Тион скорчил ему рожу и откусил от пирожка. Воздушное сдобное тесто таяло во рту, грушевые дольки были как карамельные конфеты. Всё-таки молодец тётя Нара! Даже королевские кухарки не умеют так готовить. Но сейчас аппетит портили разные мысли. Опять не отпускала тревога за графа, и в то же время Тион ему тайно завидовал — ужасно хотелось самому побывать на Новогоднем балу. Кейна завела с Нарой беседу о праздничных платьях, мужчины на другом конце стола стали обсуждать оружие, и Тион, расправившись со сладостями, тихонько ушёл к себе.

В комнате он зажёг свечу, но ложиться не спешил. Не мог он спать сейчас, когда граф подвергает себя смертельной опасности. Что он делает там, во дворце, в эту самую минуту? Танцует со своей таинственной подружкой? Вот бы узнать, кто она. Наверно, тоже какая-нибудь графиня — вряд ли Орион свяжется с простолюдинкой. А ну как его узнают? Налетит стража. Один против целого отряда не выстоит по-любому…

Мальчик открыл окно и сел на подоконник. От ворвавшегося свежего воздуха пламя задрожало.

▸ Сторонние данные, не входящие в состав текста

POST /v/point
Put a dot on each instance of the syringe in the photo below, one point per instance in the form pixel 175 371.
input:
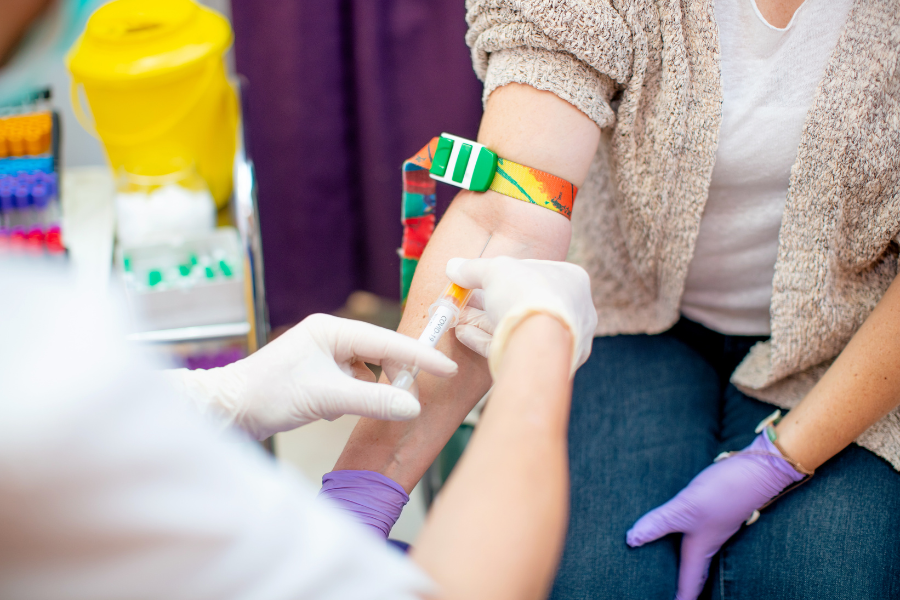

— Если бы я мог сейчас оказаться во дворце, — проговорил он, сверля глазами темноту. — Я бы помог вам отбиться от стражников. Я бы их всех раскидал…

Он был уверен, что на графа непременно нападут, и что в его, Тиона, силах помочь ему справиться с королевской гвардией. Трудность была только в том, чтобы преодолеть расстояние. В сердцах он ударил кулаком по стене. Нет ничего мучительнее, чем сознавать собственное бессилие.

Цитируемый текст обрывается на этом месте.